Many Americans are struggling to make ends meet over the last year due to the effects of the COVID-19 pandemic. In response, the year 2020 has seen a surge in small businesses as some saw an opportunity to take matters into their own hands. Students, photographers, nurses, recent graduates and so many others started the venture of owning a small business.

According to Oberlo.com, an educational website aimed to help out small businesses, reported the number of small businesses in the United States reached over 31.7 million in 2020, which makes up about 99.9 percent of U.S. businesses.

One local small business used their mandatory stay-at-home order to their advantage to slow down their fast growing business. Eduardo and Danielle Gonzalez, two California State University, East Bay alumnus, quit both their jobs and started their business, LemonAd Media, in the beginning of 2019.

Their business is a digital content company that specializes in visual storytelling for other small businesses, lifestyle brands, and local restaurants. For the year leading up to the 2020 shutdown, their business was thriving in their industry. Being booked constantly was even starting to catch up with them.

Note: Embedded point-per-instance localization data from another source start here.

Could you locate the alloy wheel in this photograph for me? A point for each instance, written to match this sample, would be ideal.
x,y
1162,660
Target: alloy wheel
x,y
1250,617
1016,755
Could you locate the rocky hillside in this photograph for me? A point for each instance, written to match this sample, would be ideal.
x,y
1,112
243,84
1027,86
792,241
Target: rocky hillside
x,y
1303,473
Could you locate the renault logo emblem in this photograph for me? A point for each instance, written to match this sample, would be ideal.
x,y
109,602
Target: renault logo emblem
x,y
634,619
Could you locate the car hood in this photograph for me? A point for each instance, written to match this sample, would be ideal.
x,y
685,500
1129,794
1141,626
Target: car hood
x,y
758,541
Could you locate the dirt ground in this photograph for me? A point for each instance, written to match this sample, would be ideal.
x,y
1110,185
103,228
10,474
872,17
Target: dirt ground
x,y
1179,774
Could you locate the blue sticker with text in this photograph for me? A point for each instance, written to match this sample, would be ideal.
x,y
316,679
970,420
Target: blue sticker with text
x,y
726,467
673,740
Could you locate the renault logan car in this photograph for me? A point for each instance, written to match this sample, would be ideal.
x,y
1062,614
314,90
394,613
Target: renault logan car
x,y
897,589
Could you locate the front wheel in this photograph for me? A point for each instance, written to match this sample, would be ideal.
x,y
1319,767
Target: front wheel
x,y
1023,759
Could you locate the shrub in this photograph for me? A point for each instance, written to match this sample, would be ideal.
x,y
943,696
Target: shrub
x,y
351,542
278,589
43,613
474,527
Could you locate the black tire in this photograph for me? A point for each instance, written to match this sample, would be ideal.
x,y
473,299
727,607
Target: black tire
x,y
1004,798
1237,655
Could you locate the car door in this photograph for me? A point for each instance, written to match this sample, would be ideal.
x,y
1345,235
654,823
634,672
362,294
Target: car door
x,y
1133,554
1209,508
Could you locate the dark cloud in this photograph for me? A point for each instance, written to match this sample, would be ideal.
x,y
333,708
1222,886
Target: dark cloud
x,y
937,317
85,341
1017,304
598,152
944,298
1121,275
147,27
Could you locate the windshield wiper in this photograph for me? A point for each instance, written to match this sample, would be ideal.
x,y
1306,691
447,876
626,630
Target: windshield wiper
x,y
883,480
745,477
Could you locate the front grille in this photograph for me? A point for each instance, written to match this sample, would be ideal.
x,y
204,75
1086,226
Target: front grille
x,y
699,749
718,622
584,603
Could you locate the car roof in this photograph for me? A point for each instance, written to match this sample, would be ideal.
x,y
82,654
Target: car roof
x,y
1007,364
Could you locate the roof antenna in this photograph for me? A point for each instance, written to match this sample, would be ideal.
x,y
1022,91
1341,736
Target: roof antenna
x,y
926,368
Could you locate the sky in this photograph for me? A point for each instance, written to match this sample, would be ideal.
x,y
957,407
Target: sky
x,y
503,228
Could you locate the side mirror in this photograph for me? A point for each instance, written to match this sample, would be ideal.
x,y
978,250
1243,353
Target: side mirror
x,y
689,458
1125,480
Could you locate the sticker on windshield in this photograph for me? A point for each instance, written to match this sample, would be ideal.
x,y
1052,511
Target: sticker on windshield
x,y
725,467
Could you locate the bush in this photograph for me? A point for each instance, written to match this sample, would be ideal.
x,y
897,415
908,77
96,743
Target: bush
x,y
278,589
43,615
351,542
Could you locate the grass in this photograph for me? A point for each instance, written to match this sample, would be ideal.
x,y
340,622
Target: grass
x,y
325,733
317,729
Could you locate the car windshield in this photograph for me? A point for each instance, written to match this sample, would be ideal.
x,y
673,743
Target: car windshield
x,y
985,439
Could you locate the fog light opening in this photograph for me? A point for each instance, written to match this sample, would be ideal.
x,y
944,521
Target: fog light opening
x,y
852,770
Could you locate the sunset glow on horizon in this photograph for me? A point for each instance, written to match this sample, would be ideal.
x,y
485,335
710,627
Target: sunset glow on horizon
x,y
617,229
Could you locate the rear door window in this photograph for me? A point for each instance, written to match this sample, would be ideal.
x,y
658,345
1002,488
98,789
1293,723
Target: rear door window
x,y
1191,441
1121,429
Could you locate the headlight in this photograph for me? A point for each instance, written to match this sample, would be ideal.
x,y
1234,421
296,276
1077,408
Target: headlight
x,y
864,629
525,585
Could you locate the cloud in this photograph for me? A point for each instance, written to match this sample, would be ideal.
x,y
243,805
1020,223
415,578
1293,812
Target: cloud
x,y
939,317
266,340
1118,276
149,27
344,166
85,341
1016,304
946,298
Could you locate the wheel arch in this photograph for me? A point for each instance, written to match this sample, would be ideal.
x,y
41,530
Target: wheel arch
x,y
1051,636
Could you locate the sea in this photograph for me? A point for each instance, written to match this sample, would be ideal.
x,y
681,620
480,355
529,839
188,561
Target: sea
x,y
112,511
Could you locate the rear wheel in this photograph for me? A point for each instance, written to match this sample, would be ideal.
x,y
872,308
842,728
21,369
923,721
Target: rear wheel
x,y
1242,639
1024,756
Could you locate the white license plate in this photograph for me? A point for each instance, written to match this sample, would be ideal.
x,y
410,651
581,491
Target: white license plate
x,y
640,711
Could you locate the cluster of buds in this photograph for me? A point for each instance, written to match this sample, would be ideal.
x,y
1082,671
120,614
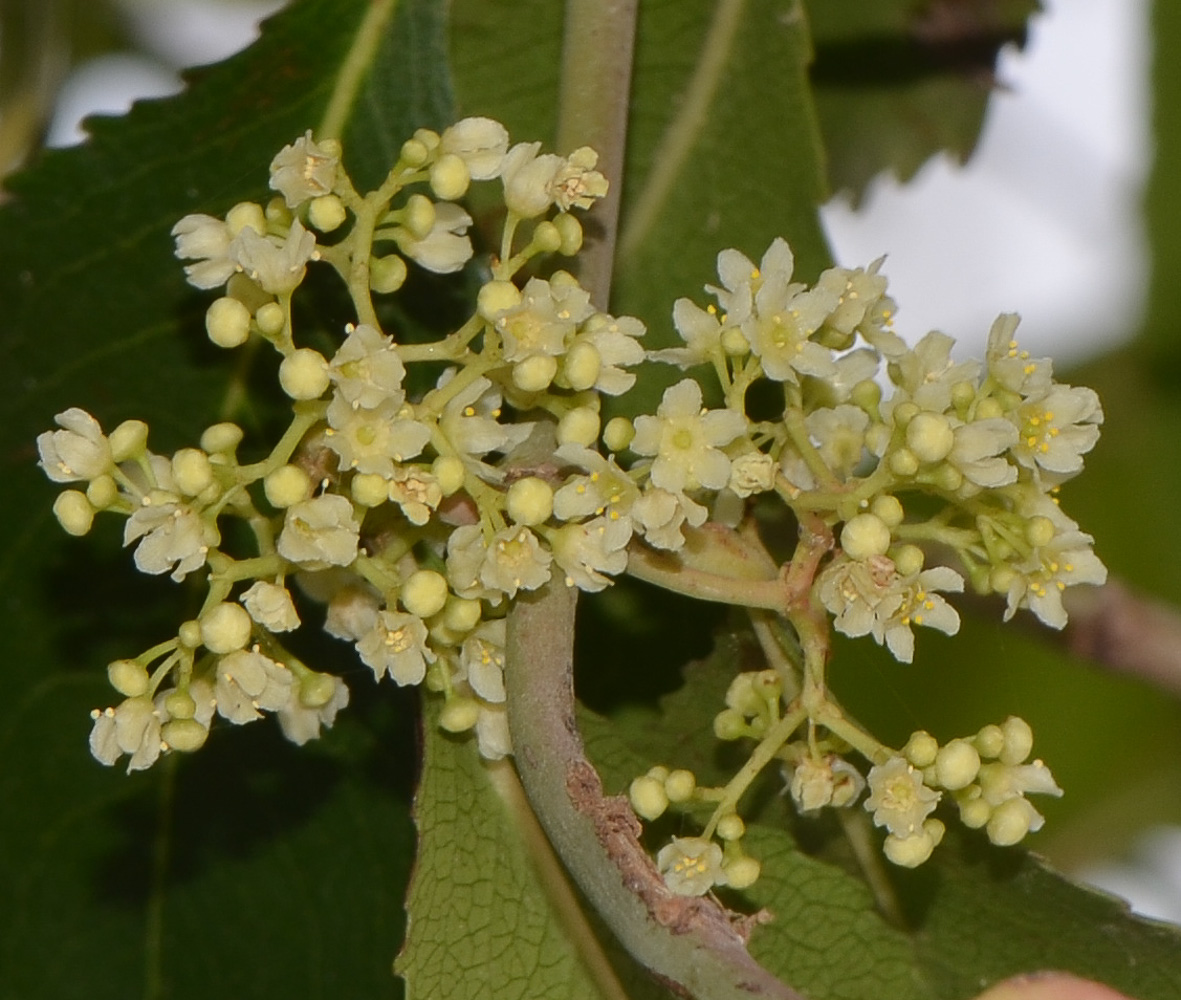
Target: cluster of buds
x,y
421,487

“We were taking clients non-stop,” Danielle Gonzalezes said in an interview. “Back before the pandemic hit the economy was flourishing, I mean people had money to spend and they wanted to spend it on good quality content.”

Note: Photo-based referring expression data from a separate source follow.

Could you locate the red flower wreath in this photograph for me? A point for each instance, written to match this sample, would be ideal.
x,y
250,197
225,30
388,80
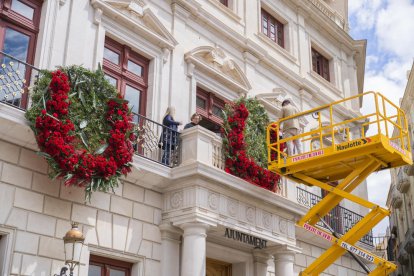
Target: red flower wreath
x,y
56,137
237,162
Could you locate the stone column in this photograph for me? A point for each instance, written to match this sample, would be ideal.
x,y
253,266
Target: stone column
x,y
284,261
260,259
170,250
194,249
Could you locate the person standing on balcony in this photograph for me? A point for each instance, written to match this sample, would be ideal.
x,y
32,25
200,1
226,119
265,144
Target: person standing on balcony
x,y
291,128
169,137
195,120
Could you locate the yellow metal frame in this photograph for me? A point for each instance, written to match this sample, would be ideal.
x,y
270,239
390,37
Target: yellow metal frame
x,y
351,161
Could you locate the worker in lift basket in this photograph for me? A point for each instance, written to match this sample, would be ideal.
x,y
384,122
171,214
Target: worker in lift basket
x,y
291,128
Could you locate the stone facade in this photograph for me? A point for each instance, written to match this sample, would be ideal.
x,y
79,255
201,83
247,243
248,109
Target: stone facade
x,y
167,221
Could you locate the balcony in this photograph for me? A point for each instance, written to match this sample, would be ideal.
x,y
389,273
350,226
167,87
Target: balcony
x,y
16,77
403,183
396,199
339,218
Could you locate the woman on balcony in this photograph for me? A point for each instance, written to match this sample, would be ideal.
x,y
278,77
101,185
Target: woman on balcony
x,y
169,137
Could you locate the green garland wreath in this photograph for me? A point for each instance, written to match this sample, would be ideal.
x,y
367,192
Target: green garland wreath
x,y
83,128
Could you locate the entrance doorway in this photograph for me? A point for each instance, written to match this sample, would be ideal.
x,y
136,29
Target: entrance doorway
x,y
217,268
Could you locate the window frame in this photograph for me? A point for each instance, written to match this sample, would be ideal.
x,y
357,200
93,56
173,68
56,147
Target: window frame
x,y
280,28
19,23
211,100
106,263
320,64
121,73
224,2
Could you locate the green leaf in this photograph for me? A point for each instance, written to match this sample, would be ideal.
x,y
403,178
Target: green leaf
x,y
44,154
93,99
118,100
84,138
44,101
101,149
51,116
80,95
83,124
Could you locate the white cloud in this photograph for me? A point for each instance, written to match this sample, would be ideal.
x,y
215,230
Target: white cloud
x,y
365,12
389,25
394,28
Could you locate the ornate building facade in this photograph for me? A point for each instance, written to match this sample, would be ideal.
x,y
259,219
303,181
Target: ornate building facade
x,y
189,217
400,198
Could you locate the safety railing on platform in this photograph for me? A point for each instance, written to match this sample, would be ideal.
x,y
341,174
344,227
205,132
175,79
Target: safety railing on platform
x,y
339,218
157,142
16,77
328,128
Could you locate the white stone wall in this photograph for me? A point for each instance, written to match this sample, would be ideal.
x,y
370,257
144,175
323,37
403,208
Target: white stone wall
x,y
38,212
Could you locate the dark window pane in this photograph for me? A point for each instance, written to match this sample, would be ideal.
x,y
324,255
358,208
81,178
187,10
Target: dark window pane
x,y
112,80
23,9
111,56
217,111
134,68
132,95
116,272
200,102
16,44
94,270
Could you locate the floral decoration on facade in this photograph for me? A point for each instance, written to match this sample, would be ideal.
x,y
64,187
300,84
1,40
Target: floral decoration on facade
x,y
244,143
82,127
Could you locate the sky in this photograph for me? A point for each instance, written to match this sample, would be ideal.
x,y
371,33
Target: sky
x,y
388,26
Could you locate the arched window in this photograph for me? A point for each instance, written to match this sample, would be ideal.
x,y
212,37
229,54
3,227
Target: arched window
x,y
19,27
128,72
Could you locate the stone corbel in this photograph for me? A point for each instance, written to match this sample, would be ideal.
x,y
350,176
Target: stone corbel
x,y
228,66
165,55
137,8
98,16
306,96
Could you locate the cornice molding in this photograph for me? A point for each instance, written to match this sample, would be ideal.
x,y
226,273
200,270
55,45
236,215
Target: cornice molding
x,y
214,61
135,15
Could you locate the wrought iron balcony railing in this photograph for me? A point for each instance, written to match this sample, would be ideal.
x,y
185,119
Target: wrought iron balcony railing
x,y
157,142
339,218
154,141
15,78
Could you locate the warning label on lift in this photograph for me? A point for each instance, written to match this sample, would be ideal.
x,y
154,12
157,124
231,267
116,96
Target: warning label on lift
x,y
357,251
367,256
307,155
353,144
397,147
318,232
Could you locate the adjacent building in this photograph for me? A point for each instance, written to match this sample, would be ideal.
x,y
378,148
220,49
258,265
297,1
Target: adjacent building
x,y
400,198
185,218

The first few months of the pandemic, the Gonzalezes finally had time to slow down and reevaluate their business. Then the reality hit that the pandemic wasn’t going to be ending quickly and desperation set in.

LemonAd started taking clients again in the fall of 2020 with strict social distancing guidelines in place. Since reopening, their business has seen growth in revenue since opening again and are no longer in their previous financial situation.

22 million Americans lost their jobs within the first few months of the COVID-19 pandemic, according to CNBC. The unemployment rate reached more than 14 percent by April 2020. Today, the unemployment rate decreased to about six percent which is still double of what the rate was in Jan. 2020.

One CSUEB student was one of those who lost their job, only in her case, she lost all three of her jobs. As a full-time student, Maggie Del Grande was constantly busy with work and school before the pandemic hit. With no source of income and new free time, she picked up an old hobby of tie-dying clothes and people took notice.

Midway through 2020, Del Grande started selling the clothes she was dying on her website, ColorMeMags.com, as a way to make money and found out she had a real desire for running a small business.

“My goal is to hopefully make this business of mine a full-time thing so that by the time I graduate in May I don’t have to go looking for a job.” Del Grande said in an interview. “I love to work and finding a new job right now seems nearly impossible with everything going on, so to be able to work for myself is a dream come true.”

California lifted it’s stay-at-home order on Jan. 25 which allows restaurants in some counties to reopen for outdoor dining even though a majority of California counties are under a Tier 1 risk level.